Recently, there has been a growing interest in studying the role of angiotensin II type-2 (AT 2 ) receptor in renal/cardiovascular function in pathological conditions. The present study was designed to determine the functional role of the AT 2 receptors on natriuresis/diuresis and compare the level of the tubular AT 2 receptor expression in obese and lean Zucker rats (12 weeks old). Under anesthesia, candesartan (angiotensin II type 1 [AT 1 ]–specific antagonist; 100 μg/kg bolus) produced natriuresis/diuresis to a greater degree in obese than in lean rats. The specific AT 2 antagonist PD123319 (50 μg/kg per minute) after candesartan administration abolished the natriuretic/diuretic effects of candesartan in obese rats but not in lean rats. Infusion of AT 2 receptor agonist, CGP-42112A (1 μg/kg per minute), produced greater increase in sodium and urine excretion over basal in obese than in lean rats.
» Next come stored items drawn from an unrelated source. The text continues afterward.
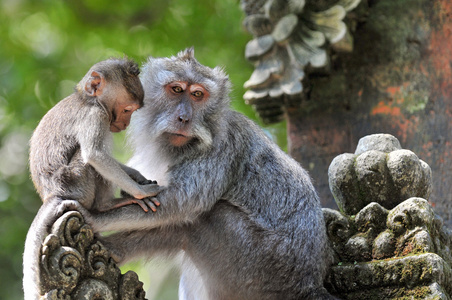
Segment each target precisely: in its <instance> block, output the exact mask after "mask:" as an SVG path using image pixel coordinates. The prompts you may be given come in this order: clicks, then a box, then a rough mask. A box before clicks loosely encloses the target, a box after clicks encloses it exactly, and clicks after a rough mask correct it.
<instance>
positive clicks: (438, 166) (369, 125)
mask: <svg viewBox="0 0 452 300" xmlns="http://www.w3.org/2000/svg"><path fill="white" fill-rule="evenodd" d="M365 4H366V3H362V5H365ZM367 5H368V15H367V17H366V19H365V20H364V21H363V22H361V23H358V24H357V27H356V31H355V32H354V34H353V36H354V50H353V52H351V53H348V54H340V55H337V56H336V57H333V59H332V70H331V73H330V74H329V76H328V77H322V76H317V77H314V76H310V78H309V82H308V83H307V85H305V87H309V93H308V94H307V97H306V99H305V100H303V103H302V105H301V107H299V108H296V109H290V110H289V112H288V114H287V123H288V136H289V152H290V154H291V155H292V156H293V157H294V158H295V159H297V160H298V161H300V162H301V163H302V165H303V166H304V167H306V168H307V169H308V170H309V171H310V174H311V176H312V177H313V179H314V182H315V185H316V188H317V189H318V191H319V194H320V197H321V201H322V204H323V206H325V207H333V208H334V207H336V205H335V203H334V200H333V197H332V196H331V193H330V191H329V186H328V166H329V164H330V163H331V161H332V160H333V158H334V157H335V156H337V155H339V154H342V153H344V152H353V151H354V149H355V148H356V145H357V143H358V140H359V139H360V138H361V137H363V136H365V135H368V134H372V133H389V134H392V135H394V136H396V137H397V138H398V139H399V140H400V142H401V145H402V147H403V148H406V149H410V150H412V151H413V152H415V153H416V154H417V155H418V156H419V158H420V159H422V160H424V161H426V162H427V163H428V164H429V165H430V167H431V168H432V172H433V192H432V195H431V197H430V199H429V200H430V202H431V203H432V205H433V206H434V207H435V210H436V212H437V213H438V214H440V215H441V216H442V217H443V219H444V220H445V221H446V223H448V224H449V225H452V184H450V183H449V180H450V178H451V175H452V156H451V155H449V153H450V152H451V151H452V145H451V141H452V115H451V113H452V2H450V1H448V0H434V1H433V0H398V1H393V0H369V1H368V3H367Z"/></svg>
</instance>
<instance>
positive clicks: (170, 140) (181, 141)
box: [168, 132, 192, 147]
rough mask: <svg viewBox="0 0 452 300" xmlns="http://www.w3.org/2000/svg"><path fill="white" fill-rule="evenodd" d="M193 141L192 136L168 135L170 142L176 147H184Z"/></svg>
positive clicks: (170, 133)
mask: <svg viewBox="0 0 452 300" xmlns="http://www.w3.org/2000/svg"><path fill="white" fill-rule="evenodd" d="M191 139H192V137H191V136H188V135H185V134H182V133H180V132H170V133H168V140H169V142H170V144H171V145H173V146H175V147H182V146H184V145H185V144H187V143H188V142H189V141H190V140H191Z"/></svg>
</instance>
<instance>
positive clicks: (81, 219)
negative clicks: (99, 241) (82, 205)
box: [40, 211, 145, 300]
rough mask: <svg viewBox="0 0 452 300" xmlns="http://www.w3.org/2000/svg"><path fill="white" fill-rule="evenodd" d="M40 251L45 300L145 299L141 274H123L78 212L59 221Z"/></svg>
mask: <svg viewBox="0 0 452 300" xmlns="http://www.w3.org/2000/svg"><path fill="white" fill-rule="evenodd" d="M40 250H41V262H40V277H41V287H40V288H41V294H43V295H44V296H42V297H41V299H49V300H50V299H52V300H56V299H64V300H70V299H118V300H119V299H121V300H123V299H130V300H132V299H134V300H135V299H145V292H144V290H143V283H141V282H140V281H139V280H138V276H137V274H136V273H134V272H132V271H128V272H127V273H125V274H121V271H120V270H119V268H118V267H117V266H116V264H115V262H114V260H113V259H112V257H111V256H110V253H109V251H108V250H107V249H106V248H105V247H104V246H103V245H102V244H101V243H100V242H99V241H97V240H96V238H95V237H94V234H93V231H92V230H91V227H90V226H89V225H87V224H85V223H84V220H83V217H82V215H81V214H80V213H79V212H77V211H69V212H66V213H65V214H63V215H62V216H61V217H60V218H58V219H57V221H56V222H55V223H54V224H53V226H52V229H51V232H50V234H49V235H48V236H47V237H46V239H45V241H44V243H43V245H42V248H41V249H40Z"/></svg>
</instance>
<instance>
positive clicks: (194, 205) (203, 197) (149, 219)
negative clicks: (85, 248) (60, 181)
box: [90, 153, 233, 231]
mask: <svg viewBox="0 0 452 300" xmlns="http://www.w3.org/2000/svg"><path fill="white" fill-rule="evenodd" d="M215 155H216V156H218V154H215ZM223 155H229V154H228V153H225V154H223ZM219 161H223V162H224V163H220V162H219V163H218V164H216V165H215V168H214V169H212V168H210V170H209V174H206V170H208V168H207V167H206V165H207V164H210V162H209V159H206V160H205V161H203V160H201V161H197V162H188V163H187V164H186V165H185V166H182V167H181V168H180V169H179V170H178V171H177V172H174V173H172V179H171V180H170V183H169V185H168V187H167V188H165V189H164V190H163V191H161V192H160V193H159V194H158V195H157V196H156V197H153V198H151V199H154V198H155V199H156V200H158V201H159V202H160V203H161V206H160V207H159V209H158V210H157V211H156V212H154V213H146V212H144V211H143V210H142V209H140V208H139V207H138V206H136V205H129V206H124V207H119V208H117V209H112V210H109V211H106V212H100V213H97V214H93V222H92V223H90V225H91V226H93V228H94V230H95V231H125V230H127V231H129V230H140V229H152V228H157V227H160V226H167V225H170V226H171V225H180V224H187V223H192V222H194V221H195V220H196V219H197V218H198V217H199V216H200V215H201V214H202V213H203V212H206V211H209V210H210V209H211V208H212V207H213V206H214V205H215V203H216V202H217V201H218V200H219V199H223V195H224V193H225V191H226V190H227V188H228V186H229V179H230V178H233V177H232V176H231V173H232V168H233V167H232V166H231V165H230V164H228V162H227V161H225V160H219ZM210 165H211V164H210ZM187 180H189V181H190V182H189V183H187ZM212 187H215V188H212Z"/></svg>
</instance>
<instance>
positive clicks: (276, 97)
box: [241, 0, 360, 123]
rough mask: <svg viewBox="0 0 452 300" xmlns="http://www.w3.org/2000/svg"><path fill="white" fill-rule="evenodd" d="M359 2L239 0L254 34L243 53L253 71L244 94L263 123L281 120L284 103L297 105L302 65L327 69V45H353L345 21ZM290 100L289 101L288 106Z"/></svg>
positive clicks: (340, 45)
mask: <svg viewBox="0 0 452 300" xmlns="http://www.w3.org/2000/svg"><path fill="white" fill-rule="evenodd" d="M359 2H360V0H331V1H309V0H306V1H305V0H242V1H241V6H242V9H243V11H244V12H245V14H246V18H245V20H244V21H243V24H244V26H245V28H246V29H247V30H248V31H249V32H250V33H251V34H252V35H253V36H254V39H253V40H251V41H250V42H248V44H247V45H246V49H245V56H246V58H247V59H248V60H250V61H251V62H252V63H253V64H254V66H255V70H254V72H253V74H252V75H251V77H250V79H249V80H248V81H246V82H245V84H244V87H245V88H247V89H248V91H247V92H246V93H245V95H244V96H243V98H244V99H245V101H246V102H247V104H250V105H252V106H253V107H254V109H255V110H256V112H257V114H258V115H259V116H260V117H261V118H262V120H263V121H264V122H266V123H273V122H278V121H281V120H282V118H283V115H284V111H285V110H286V109H287V107H288V106H291V105H296V103H298V105H299V104H300V101H301V100H300V99H301V98H300V96H301V93H302V91H303V86H302V83H301V81H302V79H303V78H304V77H305V72H306V70H305V69H306V67H311V68H317V69H322V70H323V72H324V71H325V70H326V69H328V67H329V54H328V50H329V48H328V45H330V44H332V45H334V46H333V48H334V49H335V50H336V51H339V52H350V51H352V49H353V42H352V37H351V35H350V32H349V29H348V27H347V26H346V24H345V23H344V18H345V16H346V14H347V12H349V11H351V10H352V9H354V8H355V7H356V6H357V5H358V4H359ZM292 102H293V104H292Z"/></svg>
The presence of the AT 2 receptor expression in the brush-border and basolateral membranes was confirmed by Western blotting using specific antibody and antigen-blocking peptide. Densitometric analysis of the bands revealed ≈1.5- to 2.0-fold increase in the AT 2 receptor proteins in both membranes of obese compared with lean rats. Our results suggest upregulation of the AT 2 receptors, which play a role in mediating the natriuretic/diuretic effects of AT 1 receptor blockers in obese Zucker rats. We speculate that AT 2 receptors, by promoting sodium excretion, may protect obese Zucker rats against blood pressure increase associated with sodium and water retention.